My new friend, who I named Mooney (kind of like Rooney)

A good 45 minutes from the time I left Mayburgh Henge, I finally caught site of the castle, and boy did it look cool! I picked up the pace and made it to the gate in record time, only to yell “BOLLOCKS!” once I got there. Brougham Castle is one of the English Heritage sites staffed by employees. However, it is only open from 1April to 30September. I was extremely mad since I hoofed it all the way out there, it had now started to rain, and I really, really REALLY wanted to go in the castle. Hopefully, I can find some time in between nursing school next year to come visit Kevin because I am dying to go inside the castle.

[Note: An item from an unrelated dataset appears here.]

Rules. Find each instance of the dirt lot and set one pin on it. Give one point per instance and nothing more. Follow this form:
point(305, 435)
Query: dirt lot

hoad and penrith 075 Brougham castle, why must you torture me so!

Dejected, I headed back a more direct route to Penrith, starving and mad at English Heritage. According to the guidebook, the castle was 2 miles from the center of town. Based upon my walking speed of 15 minutes per mile (hey – my mom is a fast walker. If you didn’t keep up as a kid, she left you in the dust), I estimated it should take me approximately 30 minutes. However, it took me an hour! Even if I was walking tortoise-paced (normal people/20 minute mile), this would be at least 3 miles. I need to write to the English Heritage people and complain about their distances.

I’m off to run and get ready for my tea with the Admiral. Cheers!